Here are five best practices that can help protect your company’s data and keep your customer’s information secure.

1. Protect Against Malware

Malware opens the door to hackers, and installing and using anti-malware solutions on all devices that have access to sensitive information is your first line of defense for protecting your data. Anti-malware software should be installed on all devices that access your company’s data, including personal mobile devices used for work.

2. Limit Access to Sensitive Data

Establish a data hierarchy within your company, and limit data access only to those who require it.
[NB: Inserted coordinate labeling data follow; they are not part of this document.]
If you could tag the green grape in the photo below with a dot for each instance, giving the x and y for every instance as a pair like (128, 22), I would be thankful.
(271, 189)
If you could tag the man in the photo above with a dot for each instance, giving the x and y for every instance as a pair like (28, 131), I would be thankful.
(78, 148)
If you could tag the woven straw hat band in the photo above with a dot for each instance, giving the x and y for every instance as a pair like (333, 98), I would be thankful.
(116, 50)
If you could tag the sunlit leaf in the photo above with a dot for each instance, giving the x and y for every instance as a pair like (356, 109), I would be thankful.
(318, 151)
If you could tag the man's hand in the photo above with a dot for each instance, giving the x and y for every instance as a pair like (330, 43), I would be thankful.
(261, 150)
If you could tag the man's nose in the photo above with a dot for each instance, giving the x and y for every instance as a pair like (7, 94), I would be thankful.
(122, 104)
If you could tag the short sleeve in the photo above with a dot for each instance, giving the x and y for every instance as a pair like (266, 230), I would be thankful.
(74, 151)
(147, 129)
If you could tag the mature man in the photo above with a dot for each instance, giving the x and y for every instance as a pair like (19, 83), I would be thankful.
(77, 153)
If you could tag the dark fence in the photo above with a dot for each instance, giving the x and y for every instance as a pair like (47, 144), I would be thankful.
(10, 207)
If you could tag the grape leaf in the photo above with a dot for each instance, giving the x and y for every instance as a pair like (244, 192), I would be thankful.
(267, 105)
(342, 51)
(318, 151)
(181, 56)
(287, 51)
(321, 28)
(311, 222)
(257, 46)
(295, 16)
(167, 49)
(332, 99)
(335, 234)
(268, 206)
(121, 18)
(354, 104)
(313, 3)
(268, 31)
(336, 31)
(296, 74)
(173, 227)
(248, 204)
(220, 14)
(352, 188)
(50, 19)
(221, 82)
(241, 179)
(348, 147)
By limiting access to sensitive data, you are reducing your risk, and in the event of a data breach, you may be able to quickly identify a potential source based on the level of access.

3. Protect and Update Passwords

Millions of passwords are stolen and published or sold every year, and if you or your employees are using the same password for several accounts or your passwords are not strong enough, your company’s data may be at risk. Require that passwords be changed on a regular basis, and require strong passwords that cannot be cracked easily. While this is an inconvenience, it is a much smaller inconvenience than a data breach. Do not encourage the use of shared passwords or logins.

4. Backup Your Data

Most small businesses do not routinely back up their data, and those that do are much better positioned to recover from a breach or loss of data. Secure, cloud-based systems offer off-site automated backups that can help a business recover quickly after a local security breach, reducing downtime and protecting your data at the same time.

5. Educate Your Employees

Even with the most sophisticated security measures in place, your employees’ activities present the greatest risk to your business’s data security. Opening email attachments, clicking harmful links, unknowingly downloading malware, and visiting harmful websites can all put your business’s data at risk. Establishing and enforcing data security policies can reduce some risk.
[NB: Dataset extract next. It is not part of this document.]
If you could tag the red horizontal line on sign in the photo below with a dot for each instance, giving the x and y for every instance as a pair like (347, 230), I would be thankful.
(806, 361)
It’s imperative that your employees understand and follow your company’s security polices to reduce your risk. But, more importantly, your employees must report potential security breaches immediately, enabling you to act fast to protect your data.

With the growing number of threats and attacks on small businesses, along with the growing reliance on technology, the security of your company’s data should be a top priority. Being prepared is your first line of defense – and companies that take measures to secure their data, maintain backups, and educate employees about ways to protect that data are in a better position to prevent or recover from a breach, ultimately protecting your business.